Das Landgericht hatte die Angeklagten, zwei frühere Vorstände für den Bereich Personal und zwei frühere Personalleiter der Volkswagen AG, vom Vorwurf der Untreue freigesprochen. Gegenstand des Urteils war die Gewährung von Arbeitsentgelt (Monatsentgelt und freiwillige Bonuszahlungen) an freigestellte Betriebsräte, die die Zahlungen an die betriebsverfassungsrechtlich zutreffenden Vergleichsgruppen erheblich überstiegen. VW hatte die Betriebsräte in deutlich höhere, dem „Management-Kreis“ vorbehaltene Entgeltgruppen umgestuft und damit freiwillige Bonuszahlungen von jährlich 80.000 € bis 560.000 € je Betriebsrat gezahlt. Das LG hatte die Manager freigesprochen und darauf verwiesen, dass zwar der objektive Tatbestand einer Untreue erfüllt sei, die Manager aber nicht vorsätzlich gehandelt hätten. Hier setzt der BGH an und fordert das LG in dem neuerlichen Verfahren auf, die Beweiswürdigung zum Vorsatz der Angeklagten neu durchzuführen (Urteil vom 10.01.2023 – 6 StR 133/22).

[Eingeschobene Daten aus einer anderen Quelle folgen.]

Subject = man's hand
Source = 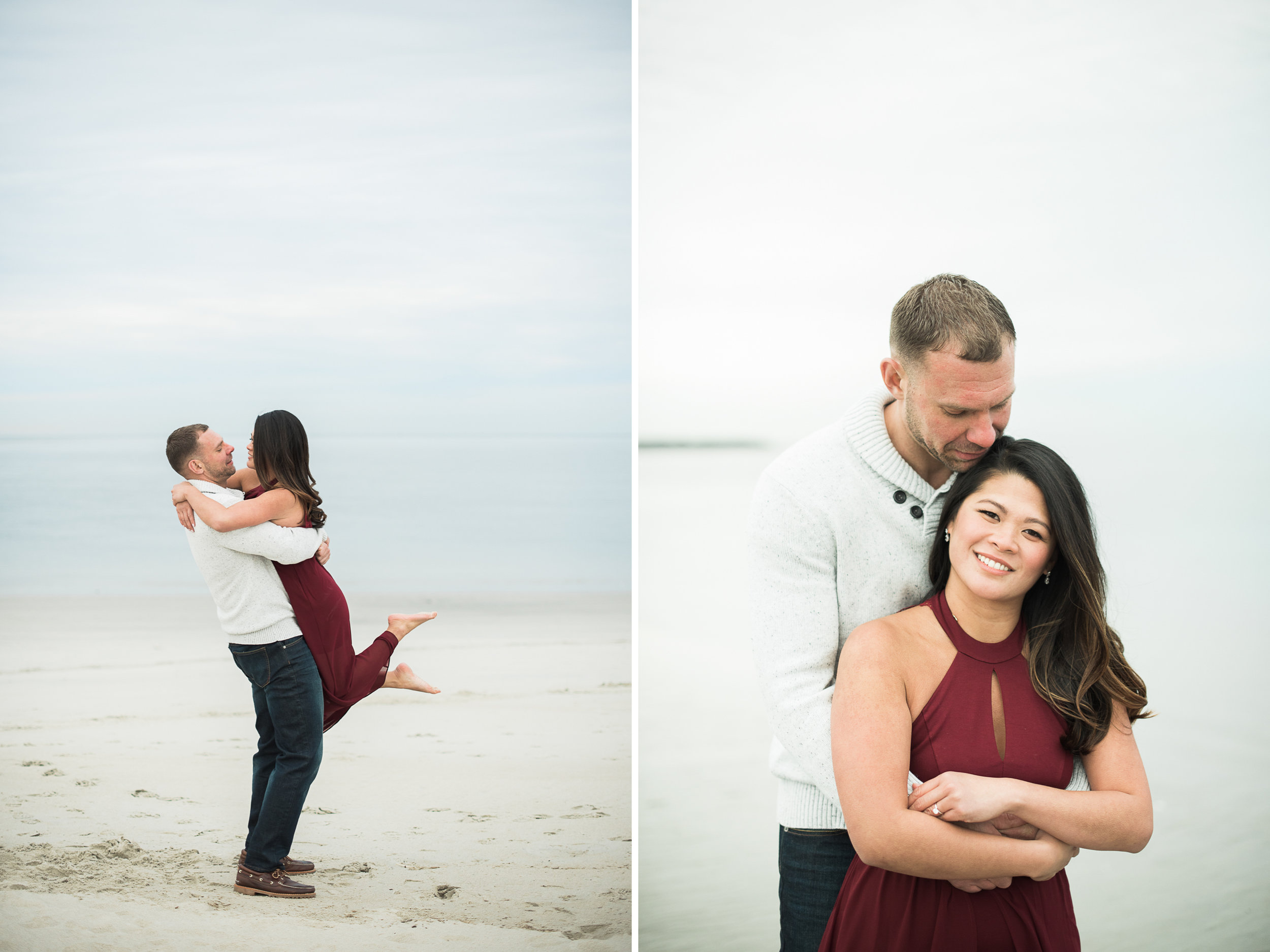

Seit dem Urteil des 6. Strafsenats herrscht in vielen Unternehmen und bei den betroffenen Betriebsräten große Rechtsunsicherheit. Einige Arbeitgeber haben bereits begonnen, die Entgelte ihrer Betriebsratsmitglieder zu kürzen, weil sie anderenfalls eine Strafbarkeit wegen Untreue befürchten. Das Bundesministerium für Arbeit und Soziales hat im Mai eine Expertenkommission eingesetzt, die noch vor der parlamentarischen Sommerpause Vorschläge für eine Gesetzesänderung unterbreiten soll. Den Vorsitz der dreiköpfigen Kommission hat der Präsident des Bundessozialgerichts, Prof. Dr. Rainer Schlegel. Die weiteren Mitglieder sind die ehemalige Präsidentin des Bundesarbeitsgerichts, Ingrid Schmidt, und Prof. Dr. Gregor Thüsing, Universität Bonn. Ziel sei es, die Bezahlung von Betriebsräten „fair, nachvollziehbar und rechtssicher“ zu gestalten. Am Prinzip des Ehrenamts soll die Kommission nicht rütteln. Es sei auch nicht ihre Aufgabe, die Vergütung für Betriebsräte auszuweiten oder die Entgelt-Regeln völlig neu zu entwickeln, sagte eine Sprecherin des BMAS.
Fazit
Hier ist ein sehr spannender und strafrechtlich risikoreicher Bereich betroffen, der Unternehmenslenker die Stirn in Falten legen lässt. Wir werden die Entwicklung der Beratungen in der Kommission und etwaige Gesetzesentwicklungen weiter beobachten und Sie informiert halten.